Monday, November 15, 2010

deflated

I hate mornings when I wake up and just feel plain bad. They're usually mornings after days or evenings when I've eaten too much. I wake up feeling the stretching of my skin and it hurts. I feel depressed this morning, empty and just like a horrible person in general. I think suicidal thoughts, even though I know I'd never carry them out. I also think about self-harming and how maybe i should become a cutter or something. Like that's a good choice decision that I should just decide to become. I wouldn't. I don't think. It's just one of those dark mornings, and usually mornings are my favorite part of the day. Not these.
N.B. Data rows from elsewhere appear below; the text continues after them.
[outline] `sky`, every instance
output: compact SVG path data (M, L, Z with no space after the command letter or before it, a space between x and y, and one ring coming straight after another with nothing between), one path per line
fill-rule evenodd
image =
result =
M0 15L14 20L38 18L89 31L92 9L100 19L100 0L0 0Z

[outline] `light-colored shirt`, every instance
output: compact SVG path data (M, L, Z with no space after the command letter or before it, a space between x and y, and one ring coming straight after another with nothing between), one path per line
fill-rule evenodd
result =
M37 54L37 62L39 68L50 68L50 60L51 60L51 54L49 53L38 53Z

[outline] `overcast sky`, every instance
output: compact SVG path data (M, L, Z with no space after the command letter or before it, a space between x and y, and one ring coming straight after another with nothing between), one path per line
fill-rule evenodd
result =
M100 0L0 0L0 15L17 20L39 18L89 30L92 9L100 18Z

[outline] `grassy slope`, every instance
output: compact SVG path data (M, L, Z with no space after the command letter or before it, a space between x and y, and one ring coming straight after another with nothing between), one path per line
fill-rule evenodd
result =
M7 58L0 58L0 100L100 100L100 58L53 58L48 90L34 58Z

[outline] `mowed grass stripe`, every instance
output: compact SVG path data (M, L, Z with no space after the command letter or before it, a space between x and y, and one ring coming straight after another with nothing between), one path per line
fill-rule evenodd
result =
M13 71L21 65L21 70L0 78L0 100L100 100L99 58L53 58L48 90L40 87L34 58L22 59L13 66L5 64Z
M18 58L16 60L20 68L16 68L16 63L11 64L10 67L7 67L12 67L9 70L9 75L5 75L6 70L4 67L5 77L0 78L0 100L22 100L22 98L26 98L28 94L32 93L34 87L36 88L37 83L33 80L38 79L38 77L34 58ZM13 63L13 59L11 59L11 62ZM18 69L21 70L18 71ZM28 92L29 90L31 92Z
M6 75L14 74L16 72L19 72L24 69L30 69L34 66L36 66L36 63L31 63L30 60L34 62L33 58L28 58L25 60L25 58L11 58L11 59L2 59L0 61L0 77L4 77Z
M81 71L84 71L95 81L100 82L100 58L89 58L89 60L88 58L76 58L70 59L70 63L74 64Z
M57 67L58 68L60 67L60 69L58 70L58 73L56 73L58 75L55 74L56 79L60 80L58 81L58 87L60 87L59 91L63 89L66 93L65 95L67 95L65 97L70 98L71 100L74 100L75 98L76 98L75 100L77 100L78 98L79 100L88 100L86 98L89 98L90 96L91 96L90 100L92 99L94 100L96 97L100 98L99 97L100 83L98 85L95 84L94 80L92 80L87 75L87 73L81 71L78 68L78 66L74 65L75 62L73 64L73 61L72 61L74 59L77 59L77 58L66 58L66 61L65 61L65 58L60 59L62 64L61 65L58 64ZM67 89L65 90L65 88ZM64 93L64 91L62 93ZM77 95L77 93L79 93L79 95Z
I feel at the lowest of lows.

Then the thoughts of how I should just stop feeding myself and eating entirely sweep into my brain. It seems like a reasonable solution. I hate myself enough; why not just waste myself away? At least I'd be thin and attractive again until I disappeared completely off the face of the earth.

The only problem with that is at the moment I have this insatiable appetite and urge to put food in my mouth at all times. I know that if I ride it out, eventually it'll get easier and that urge will also die off. It's like depriving a flame of oxygen.

It may be a dark road to venture down, but honestly I'd choose that path over this one of tremendous shame and self-hatred. Is this the moment of reopening that gate and wandering down that road for awhile again? Maybe for good? Honestly, anything is better than how I feel at this moment. The pain of being in this body at this moment is excruciating.